Paris – A mensagem da despedida da vida política do nacionalista Lopo do Nascimento mexeu com a consciência da sociedade angolana, sobretudo da classe política que se partilhou com ele o fardo pesado da luta pela independência e os valores do nacionalismo e do patriotismo que serviram de força motriz contra o colonialismo português.

Fonte: Club-k.net

Eu conheci, pela primeira vez, este nacionalista, em Luanda, em 1975, quando vinha de Paris, via Lisboa, onde tinha ido tratar a prótese da minha perna que se perdeu na mina antipessoal do Exército Colonial Português, na Frente Leste, onde me militei nas fileiras da UNITA, como combatente pela liberdade.

Foi através do José N’Dele e António Sebastião Dembo, que na altura faziam parte do Governo de Transição, que me deram acesso ao Lopo Nascimento, colega do José N’Dele, no «Colégio Presidencial Rotativo».

Este Colégio presidencial, na qualidade de Primeiros-ministros era composto por Johnny Eduardo Penoqui (FNLA), Lopo do Nascimento (MPLA) e José N’Dele (UNITA), sob o auspício do alto comissário português, general Silva Cardoso. O António Sebastião Dembo era Ministro do Trabalho do Governo de Transição, por parte da UNITA.

Nesta altura da minha passagem por Lisboa e Luanda, a situação política era já turva e tensa, que me criara a percepção de que, o Acordo de Alvor não teria pernas para andar. Enquanto no aeroporto de Lisboa, onde fui acolhido por comandante Bento Simões, ex-colega de carteira do Dr. Jerónimo Wanga, em Portugal, eram evidentes as movimentações intensas no seio do Movimento das Forças Armadas (MFA).

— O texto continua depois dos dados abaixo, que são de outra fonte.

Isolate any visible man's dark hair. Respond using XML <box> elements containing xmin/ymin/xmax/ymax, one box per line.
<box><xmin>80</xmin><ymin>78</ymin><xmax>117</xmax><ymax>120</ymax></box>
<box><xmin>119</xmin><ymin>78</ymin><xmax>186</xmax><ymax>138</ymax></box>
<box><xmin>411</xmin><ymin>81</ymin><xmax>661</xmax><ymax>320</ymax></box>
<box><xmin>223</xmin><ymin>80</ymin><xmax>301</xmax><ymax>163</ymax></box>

O Brigadeiro Bento Simões era, nesta altura, o comandante das unidades estacionadas na região do Aeroporto. Deu-me a entender que havia muitas manobras no seio do MFA e o processo de descolonização de Angola já estava comprometida.

Por isso, ao desembarcar na pista de Kangumbe, no Moxico, tive que partilhar esta preocupação profunda com o Presidente da UNITA, Dr. Jonas Malheiro Savimbi.

O Lopo do Nascimento, nesta época histórica, era uma das figuras mais prestigiosas e influentes junto do presidente do MPLA, Dr. António Agostinho Neto. Ele tinha o perfil nacionalista forte, um político da esquerda moderada, um pouco distanciado do sectarismo e do dogmatismo ideológico do Marxismo, Leninismo e Estalinismo, que vigorava no seio do MPLA, como doutrina do Partido-Estado.  

Portanto, a sua mensagem de despedida, no Parlamento, não me surpreendeu tanto. Ele, decerto, mereceu a ovação de todas Bancadas Parlamentares, num gesto de honra e de reconhecimento da sua visão e da sua contribuição patriótica à luta pela independência do País. Ponho-me de pé, diante está realidade, cuja singeleza e profundidade, apazigua o espírito e a alma de cada um de nós.

Em substância, há consenso sobre as teses que foram tecidas na sua mensagem de despedida, sobretudo do reconhecimento da Juventude como «força motora» da transformação e da edificação da NAÇÃO Angolana.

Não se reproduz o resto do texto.